Here is my new definition. I will be writing in pseudo-Agda to get the ideas across. Define a cost function as any function with type signature

cost : (A ⇨ B) → A → ℝ

that satisfies the following axioms

-- identity
cost id x = 0
-- triangle inequality
cost (f ∘ g)  x ≤ cost f (g x) + cost g x

a cost function is general enough to track memory cost or time cost, although I will mostly be focusing on time cost.
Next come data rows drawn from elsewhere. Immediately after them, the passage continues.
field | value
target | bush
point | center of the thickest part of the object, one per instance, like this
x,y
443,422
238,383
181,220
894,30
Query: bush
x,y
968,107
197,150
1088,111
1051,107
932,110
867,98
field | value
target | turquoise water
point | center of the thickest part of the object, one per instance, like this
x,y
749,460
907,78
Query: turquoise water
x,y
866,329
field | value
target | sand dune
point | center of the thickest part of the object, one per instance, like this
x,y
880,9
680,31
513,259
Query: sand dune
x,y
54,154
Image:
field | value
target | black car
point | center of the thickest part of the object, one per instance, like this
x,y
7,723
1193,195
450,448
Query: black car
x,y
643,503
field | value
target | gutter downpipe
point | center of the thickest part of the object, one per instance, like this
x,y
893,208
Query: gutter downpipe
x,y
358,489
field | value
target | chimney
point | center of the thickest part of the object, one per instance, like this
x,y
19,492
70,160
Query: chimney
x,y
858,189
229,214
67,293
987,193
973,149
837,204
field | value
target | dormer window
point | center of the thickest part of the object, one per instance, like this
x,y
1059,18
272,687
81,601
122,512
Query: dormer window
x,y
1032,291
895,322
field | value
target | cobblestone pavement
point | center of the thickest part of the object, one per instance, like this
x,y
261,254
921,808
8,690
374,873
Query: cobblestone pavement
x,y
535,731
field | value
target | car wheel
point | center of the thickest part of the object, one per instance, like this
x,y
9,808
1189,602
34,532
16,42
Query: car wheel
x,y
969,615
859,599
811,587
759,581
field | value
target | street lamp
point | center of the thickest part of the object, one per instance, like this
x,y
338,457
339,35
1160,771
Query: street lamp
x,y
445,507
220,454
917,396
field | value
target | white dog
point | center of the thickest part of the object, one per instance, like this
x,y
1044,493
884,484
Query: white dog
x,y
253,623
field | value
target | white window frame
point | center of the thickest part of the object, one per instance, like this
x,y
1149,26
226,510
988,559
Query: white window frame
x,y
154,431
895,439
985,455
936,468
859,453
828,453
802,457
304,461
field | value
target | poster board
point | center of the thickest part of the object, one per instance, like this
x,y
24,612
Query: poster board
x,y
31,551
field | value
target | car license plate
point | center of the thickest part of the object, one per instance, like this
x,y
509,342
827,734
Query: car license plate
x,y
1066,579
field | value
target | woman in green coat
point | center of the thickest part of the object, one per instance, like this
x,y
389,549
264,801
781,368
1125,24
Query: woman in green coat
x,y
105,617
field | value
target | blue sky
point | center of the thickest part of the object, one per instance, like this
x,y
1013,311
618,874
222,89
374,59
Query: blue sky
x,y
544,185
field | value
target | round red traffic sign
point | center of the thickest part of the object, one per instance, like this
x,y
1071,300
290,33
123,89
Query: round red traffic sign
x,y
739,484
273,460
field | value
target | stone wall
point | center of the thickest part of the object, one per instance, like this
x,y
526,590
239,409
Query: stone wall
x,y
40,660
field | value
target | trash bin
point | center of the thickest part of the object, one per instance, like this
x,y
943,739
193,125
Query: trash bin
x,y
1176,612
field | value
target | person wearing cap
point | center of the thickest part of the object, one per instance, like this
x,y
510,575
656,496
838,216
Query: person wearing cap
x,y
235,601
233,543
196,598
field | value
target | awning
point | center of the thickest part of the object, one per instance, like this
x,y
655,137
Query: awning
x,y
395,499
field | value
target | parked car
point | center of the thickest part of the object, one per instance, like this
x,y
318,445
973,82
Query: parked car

Define the parallel cost as any cost function satisfying some additional axioms

parallelCost : (A ⇨ B) → A → ℝ
parallelCost id x = 0
parallelCost (f ∘ g) x = parallelCost f (g x) + parallelCost g x
parallelCost exl x = 0
parallelCost exr x = 0
parallelCost (f ▵ g) x = parallelCost f x ⊔ parallelCost g x

And we also have the laws that

id ∘ f = f
f ∘ id = f
exl ▵ exr = id

Now if we define reduce as

reduce : (n : ℕ) → (tree n A ⇨ A)
reduce zero = id
reduce (suc n) = add ∘ twice (reduce n)

We can calculate the cost of any call, for example

parallelCost (reduce 2) n
 = parallelCost (add ∘ (add ∘ exl) ▵ (ad ∘ exr)) n
 = parallelCost add (exl n) ⊔ parallelCost add (exr n) + parallelCost add ((add ∘ exl ▵ add ∘ exr) n)

Now we may assume that the cost of the add function is constant, i.e. it takes the same amount of time to add any two numbers regardless of their size, which would add the axiom

parallelCost add x = m

This allows us to get a closed form for the runtime.

parallelCost (reduce (suc n)) x
 = parallelCost (add ∘ twice (reduce n)) x
 = parallelCost add (twice (reduce n) x) + parallelCost (reduce n) x
 = m + parallelCost (reduce n) x

Solving this recurrence relation gives us

parallelCost (reduce n) x = m * n

We can also do this same process with sequentialCost, in which case we need an alternate axiom.

sequentialCost (f ▵ g) x = sequentialCost f x  +  sequentialCost g x

This gives the equation

sequentialCost (reduce (suc n)) x
 = sequentialCost (add ∘ twice (reduce n)) x
 = sequentialCost add (twice (reduce n) x) + sequentialCost (reduce n) (exl n) + sequentialCost (reduce n) (exr n)

Solving this recursive equation gives us

sequentialCost (reduce n) x = (2 ^ n - 1) * m

Anyway, I hope these ideas are more elegant, simple, and correct in your eyes.